Selama pelatihan, masyarakat diperkenalkan pada teknik sederhana dalam pengolahan jamur tiram menjadi rolade siap konsumsi. Proses ini dimulai dari pemilihan bahan berkualitas, pencampuran dengan bumbu alami, hingga pembentukan rolade. Peserta juga diajarkan teknik pengemasan yang aman dan menarik agar produk ini siap bersaing di pasar.
Peran UD Zaida Jamur Tiram sebagai mitra lokal sangat penting dalam mendukung keberhasilan program ini. Selain pelatihan teknis, mereka juga mendapatkan pengetahuan tentang pemasaran dan branding produk untuk memperluas jaringan pasar. “Sinergi antara akademisi dan pelaku usaha lokal menciptakan nilai tambah bagi pengembangan produk pangan lokal,” tambah Hendra.

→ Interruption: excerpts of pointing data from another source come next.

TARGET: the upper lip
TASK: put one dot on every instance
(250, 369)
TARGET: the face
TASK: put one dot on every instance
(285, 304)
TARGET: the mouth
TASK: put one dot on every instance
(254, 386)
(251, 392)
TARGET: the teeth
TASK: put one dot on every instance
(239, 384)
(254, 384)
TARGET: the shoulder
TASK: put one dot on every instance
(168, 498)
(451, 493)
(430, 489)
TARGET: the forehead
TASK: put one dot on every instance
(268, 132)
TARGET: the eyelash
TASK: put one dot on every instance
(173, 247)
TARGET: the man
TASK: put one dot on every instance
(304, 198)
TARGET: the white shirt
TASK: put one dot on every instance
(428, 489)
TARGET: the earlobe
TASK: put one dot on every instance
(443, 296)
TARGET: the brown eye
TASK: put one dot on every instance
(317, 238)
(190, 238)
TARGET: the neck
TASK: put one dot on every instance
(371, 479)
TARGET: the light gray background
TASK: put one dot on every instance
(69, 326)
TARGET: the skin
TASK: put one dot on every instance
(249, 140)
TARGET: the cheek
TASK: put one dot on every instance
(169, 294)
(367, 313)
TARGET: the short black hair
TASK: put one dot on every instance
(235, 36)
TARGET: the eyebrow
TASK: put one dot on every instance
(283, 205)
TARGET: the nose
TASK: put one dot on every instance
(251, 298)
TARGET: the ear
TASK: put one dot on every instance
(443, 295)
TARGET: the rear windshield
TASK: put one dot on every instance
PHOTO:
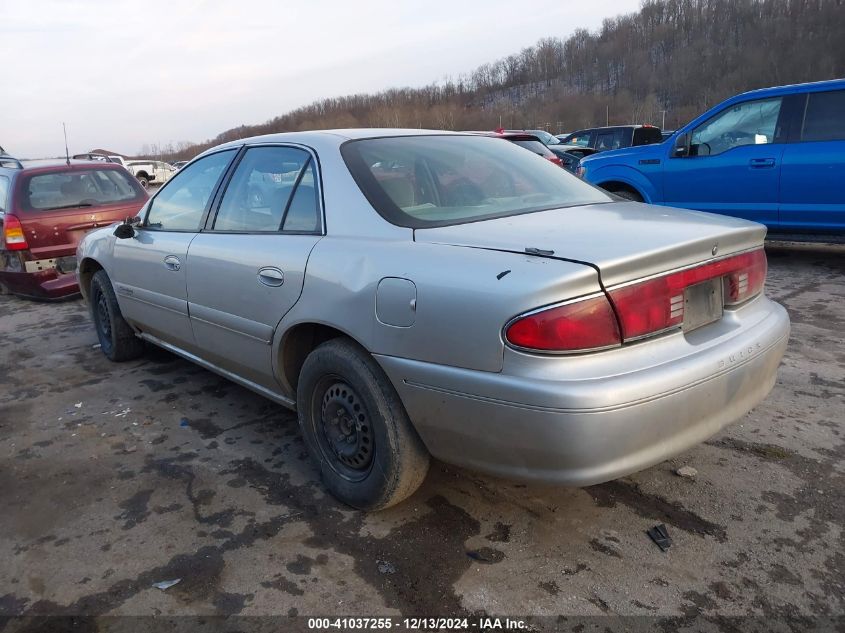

Inisiatif ini mendukung Sustainable Development Goals (SDGs) nomor 11 tentang kota dan permukiman yang berkelanjutan, dengan mendorong diversifikasi pangan berbasis bahan lokal. Hendra menyatakan, “Produk seperti Rolade Jamur dapat menjadi bagian dari gaya hidup perkotaan yang mengutamakan kesehatan dan keberlanjutan lingkungan.”
Melalui inovasi dan kolaborasi, produk Rolade Jamur diharapkan mampu menginspirasi lebih banyak pihak untuk menciptakan alternatif pangan lokal yang bermanfaat bagi kesehatan dan ekonomi masyarakat. Inisiatif ini menegaskan bahwa pangan sehat bisa dikembangkan tanpa mengorbankan aspek keberlanjutan dan dapat berperan sebagai motor penggerak pembangunan ekonomi yang inklusif dan berkelanjutan.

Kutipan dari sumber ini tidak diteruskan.